Lily permaneció en silencio mientras Ethan terminaba de contarle todo.
La denuncia.
La suspensión.
La conversación con el decano.
El abogado que su padre iba a contratar.
Cada palabra parecía más difícil de escuchar que la anterior.
Cuando él terminó de hablar, ninguno de los dos supo qué decir.
La cafetería seguía llena de estudiantes.
Las conversaciones continuaban.
Las risas también.
Y, sin embargo, para ellos el mundo parecía haberse detenido.

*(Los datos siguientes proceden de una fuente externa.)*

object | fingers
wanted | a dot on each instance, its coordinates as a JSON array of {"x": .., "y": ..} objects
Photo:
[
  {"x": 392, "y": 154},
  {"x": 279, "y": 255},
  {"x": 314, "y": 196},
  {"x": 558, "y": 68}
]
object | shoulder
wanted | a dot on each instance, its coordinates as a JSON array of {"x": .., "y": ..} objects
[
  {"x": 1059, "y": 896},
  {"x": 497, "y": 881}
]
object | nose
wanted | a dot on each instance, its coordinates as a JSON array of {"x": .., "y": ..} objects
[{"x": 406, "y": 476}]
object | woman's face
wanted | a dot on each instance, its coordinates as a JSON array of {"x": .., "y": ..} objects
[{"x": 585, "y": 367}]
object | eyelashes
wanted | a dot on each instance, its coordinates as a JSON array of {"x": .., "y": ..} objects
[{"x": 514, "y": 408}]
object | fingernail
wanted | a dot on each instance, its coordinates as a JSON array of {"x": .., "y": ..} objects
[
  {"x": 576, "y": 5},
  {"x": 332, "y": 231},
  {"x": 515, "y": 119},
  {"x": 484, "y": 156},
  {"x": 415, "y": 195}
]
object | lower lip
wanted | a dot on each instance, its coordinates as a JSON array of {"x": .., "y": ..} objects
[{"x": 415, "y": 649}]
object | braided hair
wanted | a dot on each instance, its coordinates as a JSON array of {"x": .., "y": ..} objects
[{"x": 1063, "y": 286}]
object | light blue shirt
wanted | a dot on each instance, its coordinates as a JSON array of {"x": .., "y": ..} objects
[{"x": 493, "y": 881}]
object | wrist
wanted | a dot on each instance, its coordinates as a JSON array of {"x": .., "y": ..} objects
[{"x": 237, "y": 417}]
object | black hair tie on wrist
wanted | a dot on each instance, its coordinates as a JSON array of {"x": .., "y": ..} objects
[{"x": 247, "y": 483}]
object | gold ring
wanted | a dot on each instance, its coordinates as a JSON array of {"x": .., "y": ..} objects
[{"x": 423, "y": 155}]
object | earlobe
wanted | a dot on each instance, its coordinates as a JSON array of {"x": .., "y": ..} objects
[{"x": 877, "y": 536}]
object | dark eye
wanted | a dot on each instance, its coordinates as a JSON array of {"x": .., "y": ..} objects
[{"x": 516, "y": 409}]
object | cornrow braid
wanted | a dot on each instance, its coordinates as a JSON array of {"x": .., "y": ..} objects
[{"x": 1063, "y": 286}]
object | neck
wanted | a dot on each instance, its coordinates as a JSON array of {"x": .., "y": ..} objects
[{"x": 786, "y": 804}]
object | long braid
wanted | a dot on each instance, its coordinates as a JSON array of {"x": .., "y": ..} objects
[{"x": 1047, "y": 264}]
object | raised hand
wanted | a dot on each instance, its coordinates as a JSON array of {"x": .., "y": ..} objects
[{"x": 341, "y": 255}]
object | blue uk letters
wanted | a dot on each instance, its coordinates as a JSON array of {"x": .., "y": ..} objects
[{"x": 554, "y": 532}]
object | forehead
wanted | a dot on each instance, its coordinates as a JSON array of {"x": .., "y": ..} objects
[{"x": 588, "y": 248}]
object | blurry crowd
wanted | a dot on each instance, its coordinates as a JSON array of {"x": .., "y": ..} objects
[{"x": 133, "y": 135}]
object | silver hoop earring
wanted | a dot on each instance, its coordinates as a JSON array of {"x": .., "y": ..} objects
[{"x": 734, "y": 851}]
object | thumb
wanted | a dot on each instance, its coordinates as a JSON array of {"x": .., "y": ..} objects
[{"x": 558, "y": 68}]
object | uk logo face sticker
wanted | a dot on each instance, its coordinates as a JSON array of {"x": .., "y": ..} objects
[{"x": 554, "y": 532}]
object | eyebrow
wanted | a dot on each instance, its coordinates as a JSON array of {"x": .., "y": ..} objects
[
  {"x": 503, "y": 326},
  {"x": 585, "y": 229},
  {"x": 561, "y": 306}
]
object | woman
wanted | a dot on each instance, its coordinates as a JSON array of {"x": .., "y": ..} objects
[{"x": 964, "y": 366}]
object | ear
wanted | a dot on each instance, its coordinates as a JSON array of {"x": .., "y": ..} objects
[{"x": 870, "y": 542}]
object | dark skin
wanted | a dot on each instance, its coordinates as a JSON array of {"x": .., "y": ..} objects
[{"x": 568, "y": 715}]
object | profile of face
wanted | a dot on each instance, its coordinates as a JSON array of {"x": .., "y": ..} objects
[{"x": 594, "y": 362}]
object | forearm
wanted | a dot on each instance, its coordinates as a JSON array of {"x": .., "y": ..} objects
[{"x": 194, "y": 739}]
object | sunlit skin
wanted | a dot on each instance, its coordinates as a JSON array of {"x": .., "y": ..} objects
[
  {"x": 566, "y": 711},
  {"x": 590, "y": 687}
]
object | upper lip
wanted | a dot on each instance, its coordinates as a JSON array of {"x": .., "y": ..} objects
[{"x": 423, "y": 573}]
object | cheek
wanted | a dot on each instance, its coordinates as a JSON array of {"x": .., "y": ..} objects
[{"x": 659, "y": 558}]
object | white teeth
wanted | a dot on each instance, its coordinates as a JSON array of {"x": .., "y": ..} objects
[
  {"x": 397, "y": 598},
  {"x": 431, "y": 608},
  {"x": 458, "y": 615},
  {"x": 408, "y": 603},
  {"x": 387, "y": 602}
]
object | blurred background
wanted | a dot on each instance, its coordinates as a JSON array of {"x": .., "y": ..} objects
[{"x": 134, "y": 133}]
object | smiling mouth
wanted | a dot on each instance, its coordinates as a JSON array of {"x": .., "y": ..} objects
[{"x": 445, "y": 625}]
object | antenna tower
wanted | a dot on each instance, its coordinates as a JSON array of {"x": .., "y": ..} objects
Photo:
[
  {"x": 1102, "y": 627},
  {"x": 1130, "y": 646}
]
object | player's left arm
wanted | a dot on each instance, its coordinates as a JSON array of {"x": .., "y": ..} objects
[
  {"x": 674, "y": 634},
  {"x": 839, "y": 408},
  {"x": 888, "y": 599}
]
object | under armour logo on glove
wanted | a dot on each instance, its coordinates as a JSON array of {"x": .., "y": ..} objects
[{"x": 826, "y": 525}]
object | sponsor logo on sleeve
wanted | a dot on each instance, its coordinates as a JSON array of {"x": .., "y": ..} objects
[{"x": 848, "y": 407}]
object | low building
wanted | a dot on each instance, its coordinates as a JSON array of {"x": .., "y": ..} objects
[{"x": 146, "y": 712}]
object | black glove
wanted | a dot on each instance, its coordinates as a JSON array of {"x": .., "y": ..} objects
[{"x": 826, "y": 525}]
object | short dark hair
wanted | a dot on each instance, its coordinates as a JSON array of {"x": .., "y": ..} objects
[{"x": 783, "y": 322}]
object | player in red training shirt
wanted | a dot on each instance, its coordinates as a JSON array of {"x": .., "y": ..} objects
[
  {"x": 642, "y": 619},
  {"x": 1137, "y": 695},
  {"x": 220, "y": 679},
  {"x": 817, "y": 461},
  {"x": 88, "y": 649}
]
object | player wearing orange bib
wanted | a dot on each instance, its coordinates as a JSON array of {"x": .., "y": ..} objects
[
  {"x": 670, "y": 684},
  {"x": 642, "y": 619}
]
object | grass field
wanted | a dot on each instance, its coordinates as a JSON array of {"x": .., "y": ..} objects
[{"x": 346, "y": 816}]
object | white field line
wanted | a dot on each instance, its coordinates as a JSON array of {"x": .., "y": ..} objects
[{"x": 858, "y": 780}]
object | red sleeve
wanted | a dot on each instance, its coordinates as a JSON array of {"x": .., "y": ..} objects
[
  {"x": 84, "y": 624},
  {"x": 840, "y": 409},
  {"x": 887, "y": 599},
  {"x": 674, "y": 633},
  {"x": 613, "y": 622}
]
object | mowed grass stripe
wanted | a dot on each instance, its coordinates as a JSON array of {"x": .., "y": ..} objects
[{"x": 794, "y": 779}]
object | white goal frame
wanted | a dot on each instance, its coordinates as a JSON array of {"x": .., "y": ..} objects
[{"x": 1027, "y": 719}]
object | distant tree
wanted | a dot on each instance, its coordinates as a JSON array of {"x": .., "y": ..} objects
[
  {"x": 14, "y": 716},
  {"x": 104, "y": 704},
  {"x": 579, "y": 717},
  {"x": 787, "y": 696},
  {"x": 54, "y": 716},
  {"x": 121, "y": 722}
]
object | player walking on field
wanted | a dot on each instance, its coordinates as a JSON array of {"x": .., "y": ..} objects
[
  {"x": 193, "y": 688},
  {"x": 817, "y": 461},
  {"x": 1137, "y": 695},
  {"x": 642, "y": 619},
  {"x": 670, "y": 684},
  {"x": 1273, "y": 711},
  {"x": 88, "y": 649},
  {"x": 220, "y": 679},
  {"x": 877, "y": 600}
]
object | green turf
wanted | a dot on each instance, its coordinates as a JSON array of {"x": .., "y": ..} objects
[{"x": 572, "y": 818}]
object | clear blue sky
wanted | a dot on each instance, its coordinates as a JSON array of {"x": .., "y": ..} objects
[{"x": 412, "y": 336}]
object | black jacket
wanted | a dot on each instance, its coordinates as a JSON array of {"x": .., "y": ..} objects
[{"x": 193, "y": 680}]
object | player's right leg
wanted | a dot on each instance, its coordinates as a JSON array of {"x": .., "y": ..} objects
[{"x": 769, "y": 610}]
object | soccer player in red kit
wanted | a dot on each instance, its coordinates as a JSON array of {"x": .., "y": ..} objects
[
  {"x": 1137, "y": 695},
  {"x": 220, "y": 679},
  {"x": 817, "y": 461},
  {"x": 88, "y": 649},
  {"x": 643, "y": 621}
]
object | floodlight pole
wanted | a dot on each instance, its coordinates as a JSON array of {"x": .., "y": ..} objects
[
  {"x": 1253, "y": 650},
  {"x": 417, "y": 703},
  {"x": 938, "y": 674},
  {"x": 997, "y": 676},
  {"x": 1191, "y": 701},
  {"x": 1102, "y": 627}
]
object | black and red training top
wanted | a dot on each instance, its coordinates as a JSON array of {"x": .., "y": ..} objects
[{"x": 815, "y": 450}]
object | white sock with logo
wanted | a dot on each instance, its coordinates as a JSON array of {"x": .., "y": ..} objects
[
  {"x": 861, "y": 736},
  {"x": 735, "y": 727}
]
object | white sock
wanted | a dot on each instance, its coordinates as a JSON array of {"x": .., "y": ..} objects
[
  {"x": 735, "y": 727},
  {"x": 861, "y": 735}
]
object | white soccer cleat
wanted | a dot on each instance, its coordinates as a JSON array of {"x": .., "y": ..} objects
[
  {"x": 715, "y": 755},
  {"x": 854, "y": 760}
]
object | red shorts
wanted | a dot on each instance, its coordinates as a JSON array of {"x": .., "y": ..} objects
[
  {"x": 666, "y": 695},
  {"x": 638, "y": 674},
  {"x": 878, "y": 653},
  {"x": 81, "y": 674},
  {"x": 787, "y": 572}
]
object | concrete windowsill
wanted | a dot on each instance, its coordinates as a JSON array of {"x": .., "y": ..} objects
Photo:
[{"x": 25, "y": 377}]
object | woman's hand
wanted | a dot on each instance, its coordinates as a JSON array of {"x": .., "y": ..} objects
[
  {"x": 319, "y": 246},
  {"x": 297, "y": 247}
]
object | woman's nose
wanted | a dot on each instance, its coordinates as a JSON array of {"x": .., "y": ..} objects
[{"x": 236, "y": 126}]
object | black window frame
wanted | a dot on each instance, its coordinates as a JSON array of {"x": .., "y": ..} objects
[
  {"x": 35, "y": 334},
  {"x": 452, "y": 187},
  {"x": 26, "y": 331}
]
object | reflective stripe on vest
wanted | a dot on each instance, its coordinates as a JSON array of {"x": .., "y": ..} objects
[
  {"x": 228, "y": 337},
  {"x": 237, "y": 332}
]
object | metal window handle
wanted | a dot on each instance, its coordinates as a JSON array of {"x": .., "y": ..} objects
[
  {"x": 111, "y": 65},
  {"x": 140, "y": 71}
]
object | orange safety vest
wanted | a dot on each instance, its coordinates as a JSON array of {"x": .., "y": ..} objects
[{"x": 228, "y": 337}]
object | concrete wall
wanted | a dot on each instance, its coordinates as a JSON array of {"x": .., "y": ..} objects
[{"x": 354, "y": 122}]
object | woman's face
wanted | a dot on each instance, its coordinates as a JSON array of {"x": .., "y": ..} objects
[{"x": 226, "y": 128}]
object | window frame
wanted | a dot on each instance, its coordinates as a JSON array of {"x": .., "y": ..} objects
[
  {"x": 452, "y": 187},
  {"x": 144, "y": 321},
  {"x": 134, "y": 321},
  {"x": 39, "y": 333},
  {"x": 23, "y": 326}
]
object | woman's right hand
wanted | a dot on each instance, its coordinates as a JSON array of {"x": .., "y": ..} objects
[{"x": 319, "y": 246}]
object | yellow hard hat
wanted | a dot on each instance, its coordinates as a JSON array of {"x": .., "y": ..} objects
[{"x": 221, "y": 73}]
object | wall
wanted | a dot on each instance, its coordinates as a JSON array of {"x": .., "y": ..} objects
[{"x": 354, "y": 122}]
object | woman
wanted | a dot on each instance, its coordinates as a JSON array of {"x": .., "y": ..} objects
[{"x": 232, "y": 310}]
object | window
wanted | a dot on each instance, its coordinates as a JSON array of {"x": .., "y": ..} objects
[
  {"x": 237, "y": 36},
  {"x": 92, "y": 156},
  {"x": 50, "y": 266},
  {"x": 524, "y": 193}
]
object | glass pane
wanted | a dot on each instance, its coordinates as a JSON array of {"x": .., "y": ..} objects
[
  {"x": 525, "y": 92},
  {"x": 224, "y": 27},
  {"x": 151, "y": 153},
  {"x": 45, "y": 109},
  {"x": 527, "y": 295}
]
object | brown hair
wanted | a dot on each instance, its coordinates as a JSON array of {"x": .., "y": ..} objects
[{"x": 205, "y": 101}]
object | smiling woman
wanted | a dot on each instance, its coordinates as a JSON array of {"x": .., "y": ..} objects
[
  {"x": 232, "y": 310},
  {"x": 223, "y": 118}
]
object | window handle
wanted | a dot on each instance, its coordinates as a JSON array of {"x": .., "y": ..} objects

—No entiendo —murmuró Lily—. No entiendo cómo puede estar pasando esto.
Ethan bajó la mirada.
—Yo tampoco.
Permanecieron sentados varios minutos.
Sin tocar el café.
Sin hablar demasiado.
Hasta que Ethan tomó una decisión.
—Creo que me voy a ir unos días.
Lily levantó la cabeza inmediatamente.
—¿Qué?
—Necesito alejarme de todo esto.
—Ethan...
—No puedo quedarme aquí ahora mismo.
Su voz sonó cansada.
Agotada.
Como si hubiera envejecido años en una sola mañana.
—La gente habla cuando paso.
Me miran diferente.
Y esto recién empieza.
Lily sintió un nudo en el pecho.
—Entonces voy contigo.
Ethan la observó.
Y por un instante deseó decir que sí.
Porque la idea de alejarse de ella era insoportable.
Pero negó lentamente con la cabeza.
—No.
—¿Por qué no?
—Porque tienes tu trabajo.
Tus clases.
Tus exámenes.
—Eso no importa.
—Claro que importa.
Lily abrió la boca para protestar.
Pero Ethan continuó.
—Trabajas para pagar la universidad.
Has luchado demasiado para llegar hasta aquí.
No voy a permitir que pongas todo eso en riesgo por mí.
—No sería un riesgo.
—Sí lo sería.
El silencio cayó entre ambos.
Y Lily supo que él ya había tomado la decisión.
—Entonces déjame acompañarte unos días.
—Lily...
—Por favor.
Ethan cerró los ojos.
Porque aquella mirada estaba rompiéndole el corazón.
—No puedo pedirte eso.
—No te lo estoy preguntando.
Te lo estoy diciendo.
Por primera vez desde que comenzó aquella pesadilla, Ethan sonrió.
Una sonrisa pequeña.
Dolorosa.
—Eres demasiado terca.
—Lo aprendí de ti.
Finalmente llegaron a un acuerdo.
No era el acuerdo que ninguno quería.
Pero era el único posible.
Ethan se marcharía unos días.
Lily continuaría con sus clases y su trabajo.
Y cada sábado se encontrarían en un pequeño pueblo ubicado a mitad de camino entre ambos.
Solo ellos.
Sin universidad.
Sin rumores.
Sin miradas.
Al menos por unas horas.
—Lo odio —murmuró Lily.
—Yo también.
—Mucho.
—Yo más.
Aquella tarde fueron juntos a la casa de Ethan.
Y por primera vez, preparar una maleta se sintió como una despedida.
Lily doblaba ropa mientras Ethan guardaba algunas cosas personales.
Ninguno hablaba demasiado.
Porque cada prenda que entraba en la valija hacía más real lo que estaba ocurriendo.
—¿Cuánto tiempo estarás fuera?
—No lo sé.
La respuesta no ayudó.
En absoluto.
Cuando todo estuvo listo, Ethan cerró la valija.
El sonido pareció demasiado definitivo.
Demasiado final.
Lily sintió que los ojos comenzaban a llenársele de lágrimas.
—Oye.
Ethan se acercó.
—Vamos a estar bien.
Ella intentó sonreír.
Pero no lo consiguió.
—Prométeme que me llamarás.
—Todos los días.
—Prométeme que vas a comer.
—Lily.
—Lo digo en serio.
—Voy a comer.
—Y a dormir.
—También.
—Y...
Ethan la interrumpió con un beso.
Suave.
Largo.
Triste.
—Te amo.
La voz de Lily se quebró.
—Yo también te amo.
Lo vio subir al auto al caer la tarde.
Y cuando el vehículo desapareció al final de la calle, sintió que algo dentro de ella se rompía.
Sin embargo, al día siguiente tuvo que levantarse igual.
Ir a clase.
Ir a trabajar.
Responder preguntas.
Sonreír.
Actuar como si todo estuviera bien.
Como si la persona que amaba no estuviera atravesando el peor momento de su vida.
Como si ella misma no estuviera destrozada.
Y esa fue, quizás, la parte más difícil de todas.
Fingir.
Porque mientras el resto del mundo continuaba avanzando...
Lily sentía que una parte de ella se había marchado junto con Ethan.